Art seen: March 12

“Room Temperature”, by Mary McFarlane
“Room Temperature”, by Mary McFarlane

''Room Temperature'', Mary McFarlane (Dunedin Public Art Gallery)

Mary McFarlane has created a visual elegy to a life at the Dunedin Public Art Gallery.

A memorial to the quotidian, it gathers together the ephemeral detritus of existence to create a poetic cage in which we see and imagine daily routine.

The work is intensely personal, the woven phrases and everyday objects all referring to or taken from the artist's own memories.

It is so easy in several of the items present to see the ghostly presence of McFarlane's late partner, Ralph Hotere.

In spirit and style, however, the artwork more evokes American installation artist Ed Kienholz.

The two rooms, decorated with aged furniture and encased in a framework of old bedsprings, becomes a zoo in which we can see the spirit of a human life, even though we know the rooms are empty.

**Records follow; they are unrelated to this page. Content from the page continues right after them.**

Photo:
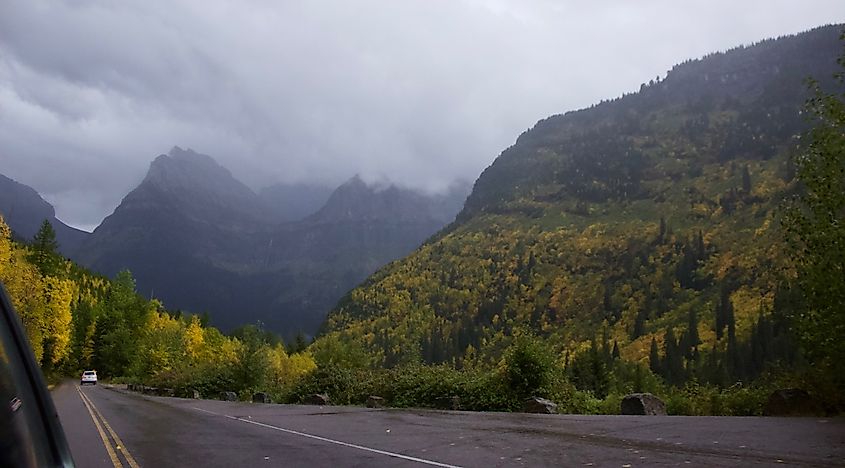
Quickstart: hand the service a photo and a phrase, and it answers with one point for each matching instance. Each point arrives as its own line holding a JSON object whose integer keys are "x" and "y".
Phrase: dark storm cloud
{"x": 419, "y": 92}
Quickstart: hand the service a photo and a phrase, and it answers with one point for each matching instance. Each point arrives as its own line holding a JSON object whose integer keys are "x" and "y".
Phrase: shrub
{"x": 528, "y": 366}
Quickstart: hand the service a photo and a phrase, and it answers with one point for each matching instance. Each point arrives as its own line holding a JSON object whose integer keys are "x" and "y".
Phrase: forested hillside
{"x": 77, "y": 320}
{"x": 645, "y": 229}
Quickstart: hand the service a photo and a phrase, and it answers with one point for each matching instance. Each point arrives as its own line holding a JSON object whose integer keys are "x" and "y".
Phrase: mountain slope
{"x": 293, "y": 202}
{"x": 24, "y": 210}
{"x": 198, "y": 239}
{"x": 624, "y": 219}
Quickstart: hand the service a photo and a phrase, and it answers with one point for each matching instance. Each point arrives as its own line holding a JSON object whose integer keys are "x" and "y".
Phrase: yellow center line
{"x": 120, "y": 445}
{"x": 115, "y": 461}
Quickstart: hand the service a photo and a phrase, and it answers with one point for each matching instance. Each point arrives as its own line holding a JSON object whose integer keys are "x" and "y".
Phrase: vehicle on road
{"x": 88, "y": 377}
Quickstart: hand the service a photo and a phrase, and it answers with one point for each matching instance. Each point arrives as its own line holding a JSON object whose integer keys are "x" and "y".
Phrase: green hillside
{"x": 653, "y": 213}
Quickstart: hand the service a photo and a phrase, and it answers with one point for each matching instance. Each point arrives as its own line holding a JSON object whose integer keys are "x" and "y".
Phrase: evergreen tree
{"x": 746, "y": 180}
{"x": 654, "y": 358}
{"x": 815, "y": 225}
{"x": 44, "y": 250}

We are separated from the clearly deteriorating existence implied by the contents of the rooms, yet it is not so much us who are isolated as viewers, as the putative inhabitant of the rooms who is isolated from the world at large.

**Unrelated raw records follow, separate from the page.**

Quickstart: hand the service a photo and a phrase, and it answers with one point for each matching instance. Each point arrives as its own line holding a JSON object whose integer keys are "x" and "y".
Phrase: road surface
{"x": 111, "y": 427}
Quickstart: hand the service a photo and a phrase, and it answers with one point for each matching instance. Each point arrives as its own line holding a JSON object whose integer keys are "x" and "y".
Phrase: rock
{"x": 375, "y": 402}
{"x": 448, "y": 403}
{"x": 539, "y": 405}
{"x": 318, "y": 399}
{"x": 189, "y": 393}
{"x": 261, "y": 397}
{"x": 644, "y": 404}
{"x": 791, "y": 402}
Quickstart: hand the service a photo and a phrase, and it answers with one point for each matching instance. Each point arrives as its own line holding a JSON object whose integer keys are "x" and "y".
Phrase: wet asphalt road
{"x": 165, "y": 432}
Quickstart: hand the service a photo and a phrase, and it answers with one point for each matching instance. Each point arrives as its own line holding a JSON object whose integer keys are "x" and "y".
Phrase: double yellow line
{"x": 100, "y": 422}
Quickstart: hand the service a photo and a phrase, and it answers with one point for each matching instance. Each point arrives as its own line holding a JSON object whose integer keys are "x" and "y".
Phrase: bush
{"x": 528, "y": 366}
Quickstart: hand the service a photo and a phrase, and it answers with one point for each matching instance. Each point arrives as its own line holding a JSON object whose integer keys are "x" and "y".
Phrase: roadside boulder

Poignantly, above the rooms and on decorated, crumpled paper nearby, are seemingly random yet evocative phrases, each of them providing a link with loss and with the fierce, tenuous thread of being.


 

“Tane and Tegan”, by Joanna Tokona
“Tane and Tegan”, by Joanna Tokona

''From Karitane to Ngapara'', Joanna Tokona (Moray Gallery)

2014 was a time of upheaval for Joanna Tokona.

She and her family relocated from Karitane, with Joanna and husband Tane moving to Ngapara, northwest of Oamaru, and children Kawana and Tegan leaving home to live in Dunedin.

Tokona's exhibition at the Moray Gallery celebrates and commemorates this family, regeneration, and new futures in a fine series of images.

The paintings fall predominantly into two groups, family portraits, and nature studies, the latter concentrating on the textures and insect inhabitants of gnarled macrocarpas.

The family images are all double portraits, of Joanna and Tane, Tegan and Kawana, or some combination of the above.

The remaining work, of Dunedin band the Heavy Eights, is fine, but seems slightly out of place alongside the other pieces.

All of the works are impressive in their own ways, though the strongest are the portraits.

The spiritual import of Ancestors is particularly memorable, and the details of the photorealistic snapshots in the background of the otherwise stylised Going Out add much to the picture.

It is the wild, glowing skies and tantalisingly ambiguous expressions of Tane and Tegan, however, which make this the standout work, a fine, intriguing, and endlessly fascinating painting.


 

“New Sensations”, by Ross Davidson
“New Sensations”, by Ross Davidson

''Modern Nature: The Contemporary Spirit'', Ross Davidson (Mojo Cafe)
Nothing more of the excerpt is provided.